February’s releases embrace analytics for safety occasions, enhancements to session attribution, a brand new method to visualize delicate information flows in your utility, and new platform agent administration options.
Listed here are the main points on what’s new:
Safety Occasion Analytics
We’ve launched in-depth analytics for safety occasions to energy deeper exploration of safety occasions detected by Traceable. With the brand new safety occasion analytics, you may determine patterns in safety occasion exercise and examine occasion exercise by a number of key IOCs (indicators of compromise), risk actor, risk kind, API endpoint risk parameters, and supply of site visitors (BOT, Proxy, Group and many others.). You’ll now discover an “Events” tab in analytics, the place you may search, filter, and group safety occasions by 60+ parameters.
With safety occasion analytics you may:
- Determine traits in risk varieties and particular malicious habits impacting your group
- Determine and examine spikes in occasion exercise that are helpful indicators of distributed, volumetric or BOT primarily based assaults
- Determine and examine spikes in risk exercise and correlate them with vulnerabilities seen in AST or different safety testing instruments.

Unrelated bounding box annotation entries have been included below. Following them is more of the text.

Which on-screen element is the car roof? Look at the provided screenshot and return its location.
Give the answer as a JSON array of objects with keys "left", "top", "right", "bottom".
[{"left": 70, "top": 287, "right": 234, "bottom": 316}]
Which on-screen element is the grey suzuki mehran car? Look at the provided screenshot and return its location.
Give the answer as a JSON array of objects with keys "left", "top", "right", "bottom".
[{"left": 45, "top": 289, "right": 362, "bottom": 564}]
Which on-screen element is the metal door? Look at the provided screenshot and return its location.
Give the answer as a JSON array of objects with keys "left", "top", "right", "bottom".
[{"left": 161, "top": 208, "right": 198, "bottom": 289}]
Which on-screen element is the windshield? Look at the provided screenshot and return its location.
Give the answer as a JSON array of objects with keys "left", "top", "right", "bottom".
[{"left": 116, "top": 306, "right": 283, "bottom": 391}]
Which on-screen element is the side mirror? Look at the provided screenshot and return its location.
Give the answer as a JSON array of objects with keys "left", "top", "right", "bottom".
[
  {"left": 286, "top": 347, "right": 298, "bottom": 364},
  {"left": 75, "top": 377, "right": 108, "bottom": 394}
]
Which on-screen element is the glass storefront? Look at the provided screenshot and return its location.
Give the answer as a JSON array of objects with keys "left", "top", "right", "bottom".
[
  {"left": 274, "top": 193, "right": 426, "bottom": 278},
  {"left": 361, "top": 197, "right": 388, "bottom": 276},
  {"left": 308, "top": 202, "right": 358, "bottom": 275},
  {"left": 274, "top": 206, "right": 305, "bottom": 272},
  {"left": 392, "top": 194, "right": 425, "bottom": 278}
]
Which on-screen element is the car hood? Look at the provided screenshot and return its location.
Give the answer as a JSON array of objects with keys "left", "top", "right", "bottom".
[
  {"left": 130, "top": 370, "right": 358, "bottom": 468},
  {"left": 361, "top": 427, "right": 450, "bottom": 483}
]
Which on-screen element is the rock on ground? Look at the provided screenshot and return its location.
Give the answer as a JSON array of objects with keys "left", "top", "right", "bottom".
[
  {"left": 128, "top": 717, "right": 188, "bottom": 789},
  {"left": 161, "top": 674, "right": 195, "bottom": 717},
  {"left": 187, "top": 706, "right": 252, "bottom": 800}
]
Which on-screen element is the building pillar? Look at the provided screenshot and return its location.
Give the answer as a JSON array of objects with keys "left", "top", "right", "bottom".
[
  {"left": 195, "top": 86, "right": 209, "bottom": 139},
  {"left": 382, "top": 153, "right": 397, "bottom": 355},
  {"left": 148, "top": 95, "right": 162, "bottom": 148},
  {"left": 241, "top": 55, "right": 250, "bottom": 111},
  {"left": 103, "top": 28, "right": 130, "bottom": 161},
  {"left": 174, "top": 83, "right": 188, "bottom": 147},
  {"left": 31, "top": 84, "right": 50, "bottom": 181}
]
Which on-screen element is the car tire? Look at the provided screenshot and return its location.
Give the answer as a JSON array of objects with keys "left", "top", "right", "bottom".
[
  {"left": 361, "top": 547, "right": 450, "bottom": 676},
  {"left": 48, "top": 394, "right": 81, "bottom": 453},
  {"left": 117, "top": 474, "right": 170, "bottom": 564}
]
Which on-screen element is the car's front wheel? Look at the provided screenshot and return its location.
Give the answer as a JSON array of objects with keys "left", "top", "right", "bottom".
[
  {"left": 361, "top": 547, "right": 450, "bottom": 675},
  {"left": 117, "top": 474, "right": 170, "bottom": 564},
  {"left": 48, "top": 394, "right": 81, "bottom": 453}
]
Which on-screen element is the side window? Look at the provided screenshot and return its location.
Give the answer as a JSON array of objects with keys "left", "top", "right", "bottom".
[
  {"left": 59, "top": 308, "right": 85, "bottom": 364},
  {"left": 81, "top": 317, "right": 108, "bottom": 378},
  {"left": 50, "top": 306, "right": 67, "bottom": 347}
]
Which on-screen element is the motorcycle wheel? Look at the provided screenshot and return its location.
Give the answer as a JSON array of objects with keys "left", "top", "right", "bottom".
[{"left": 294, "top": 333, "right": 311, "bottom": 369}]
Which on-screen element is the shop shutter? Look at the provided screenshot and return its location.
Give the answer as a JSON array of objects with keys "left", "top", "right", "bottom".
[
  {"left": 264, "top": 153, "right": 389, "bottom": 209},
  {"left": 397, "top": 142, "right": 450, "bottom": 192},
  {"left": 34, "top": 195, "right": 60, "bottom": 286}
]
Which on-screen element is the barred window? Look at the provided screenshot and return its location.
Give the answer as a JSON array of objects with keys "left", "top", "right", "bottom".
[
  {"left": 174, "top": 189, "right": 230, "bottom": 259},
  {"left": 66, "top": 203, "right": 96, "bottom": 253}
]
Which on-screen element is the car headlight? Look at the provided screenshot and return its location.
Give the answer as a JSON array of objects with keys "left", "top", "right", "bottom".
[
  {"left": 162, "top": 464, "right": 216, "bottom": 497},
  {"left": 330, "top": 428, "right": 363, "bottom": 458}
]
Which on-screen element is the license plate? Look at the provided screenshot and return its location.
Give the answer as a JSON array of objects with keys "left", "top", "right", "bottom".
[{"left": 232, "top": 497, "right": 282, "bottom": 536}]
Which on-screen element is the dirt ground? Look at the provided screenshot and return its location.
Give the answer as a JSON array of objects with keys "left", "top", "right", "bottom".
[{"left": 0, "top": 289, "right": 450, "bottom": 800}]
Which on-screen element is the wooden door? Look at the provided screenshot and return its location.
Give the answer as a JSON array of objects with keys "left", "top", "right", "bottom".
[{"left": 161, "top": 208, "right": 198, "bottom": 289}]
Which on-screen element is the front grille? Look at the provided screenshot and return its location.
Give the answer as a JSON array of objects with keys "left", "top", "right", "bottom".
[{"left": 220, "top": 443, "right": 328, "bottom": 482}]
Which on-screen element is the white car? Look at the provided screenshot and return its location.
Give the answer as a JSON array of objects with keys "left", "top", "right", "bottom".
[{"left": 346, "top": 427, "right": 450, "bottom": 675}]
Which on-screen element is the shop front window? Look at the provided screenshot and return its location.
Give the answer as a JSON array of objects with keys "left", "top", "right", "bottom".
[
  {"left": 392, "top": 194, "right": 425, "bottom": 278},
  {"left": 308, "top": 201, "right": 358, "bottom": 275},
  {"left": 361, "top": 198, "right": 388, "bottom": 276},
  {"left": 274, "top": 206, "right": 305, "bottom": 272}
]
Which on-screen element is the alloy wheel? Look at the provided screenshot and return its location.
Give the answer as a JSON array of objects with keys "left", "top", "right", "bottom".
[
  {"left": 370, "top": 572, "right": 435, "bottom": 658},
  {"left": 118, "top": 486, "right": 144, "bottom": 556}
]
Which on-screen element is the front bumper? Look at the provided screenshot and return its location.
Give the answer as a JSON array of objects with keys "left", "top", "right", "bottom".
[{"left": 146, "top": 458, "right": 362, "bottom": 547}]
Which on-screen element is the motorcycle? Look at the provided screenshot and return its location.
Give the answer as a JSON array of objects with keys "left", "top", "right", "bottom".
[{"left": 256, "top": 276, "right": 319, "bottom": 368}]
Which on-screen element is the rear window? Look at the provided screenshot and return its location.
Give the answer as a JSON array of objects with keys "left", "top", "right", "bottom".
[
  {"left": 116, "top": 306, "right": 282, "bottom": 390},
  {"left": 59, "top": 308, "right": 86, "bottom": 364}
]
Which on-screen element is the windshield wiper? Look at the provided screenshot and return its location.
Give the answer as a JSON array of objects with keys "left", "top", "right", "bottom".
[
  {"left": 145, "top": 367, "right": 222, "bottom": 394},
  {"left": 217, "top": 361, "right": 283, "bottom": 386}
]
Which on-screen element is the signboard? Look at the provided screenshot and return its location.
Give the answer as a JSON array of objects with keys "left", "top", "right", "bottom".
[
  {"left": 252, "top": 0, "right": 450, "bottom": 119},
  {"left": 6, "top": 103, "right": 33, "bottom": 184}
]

- Group safety occasions by risk actor to see which actors have been most energetic in your atmosphere and determine any patterns of exercise from particular actors
- Examine all safety occasions that occurred on excessive danger API endpoints that carry delicate information
- Determine traits in occasion varieties impacting your group utilizing API context like authentication kind, encryption, HTTP technique, safety headers and many others
- Do forensic evaluation on all APIs a risk actor accessed throughout an assault to shortly collect related data comparable to delicate information, financially related information, auth tokens, and many others.
Enhanced Session Attribution
We’ve made enhancements to session attribution to enhance detection of session-based assault methods comparable to Damaged Object Degree Authorization (BOLA), session fixation, land velocity violations, and session hijacking. These updates permit us to extra precisely attribute API exercise and occasions to person classes, and determine when and the way classes have been compromised. Since person attribution depends closely on classes being recognized precisely, clients get higher protection there too. Enhancements embrace:
- Capacity to extract session identification attributes from API requests and responses, with granular configuration of session identification guidelines in Consumer Attribution Administration.
- Figuring out session tokens in request header/physique, cookies
- Session stitching to tie a number of consumer classes to a logical person session (e.g. a browser refresh would lead to a number of consumer classes, however we will sew them collectively to indicate the true person session). Session ID (the stitched person session) and the Consumer Session ID can be found in Menace Exercise and Safety Analytics.
With Session ID in analytics, now you can:
- Determine all classes from a particular person or risk actor
- Zoom in on a particular session to look at all API transactions and occasions that occurred within the session
- Hunt for situations of session primarily based assaults like BOLA, session fixation, and many others. by searching for situations the place a number of customers or IPs are driving on an present session to hold out assaults.
Delicate Information Flows in Software Stream Dashboard
The Software Stream dashboard has been redesigned to enhance visibility into how delicate information is flowing inside your app and to third-party endpoints. The dashboard routinely identifies gateways, load balancers, proxies, and different functions providers, and visually maps information flows between them. You may discover all information flows or filter primarily based on information sensitivity or service danger degree to simply determine dangerous flows.
Click on into any particular person service to see an in depth API-level breakdown of the delicate information coming out and in. This contains delicate information varieties contained within the request and response for every API endpoint related to the service.
Platform Agent Administration Updates
We’ve added new metrics for monitoring the well being of your platform brokers and new notification choices to provide you with a warning to agent standing modifications and information assortment points.
Navigate to Administration > Information assortment to see a full checklist of platform brokers. Click on on any agent to view the brand new metrics tab, which now reveals agent identification particulars, a graph view of information despatched to the platform (spans per minute), and an agent standing changelog.
You may create new notifications to obtain an alert when your atmosphere stops reporting information and when the standing of a platform agent modifications. Navigate to Administration > Notifications > Create Notification. Choose “Data Collection Activity” because the notification class and select from the choices in “Agent Activity Type” to create a notification in your desired exercise.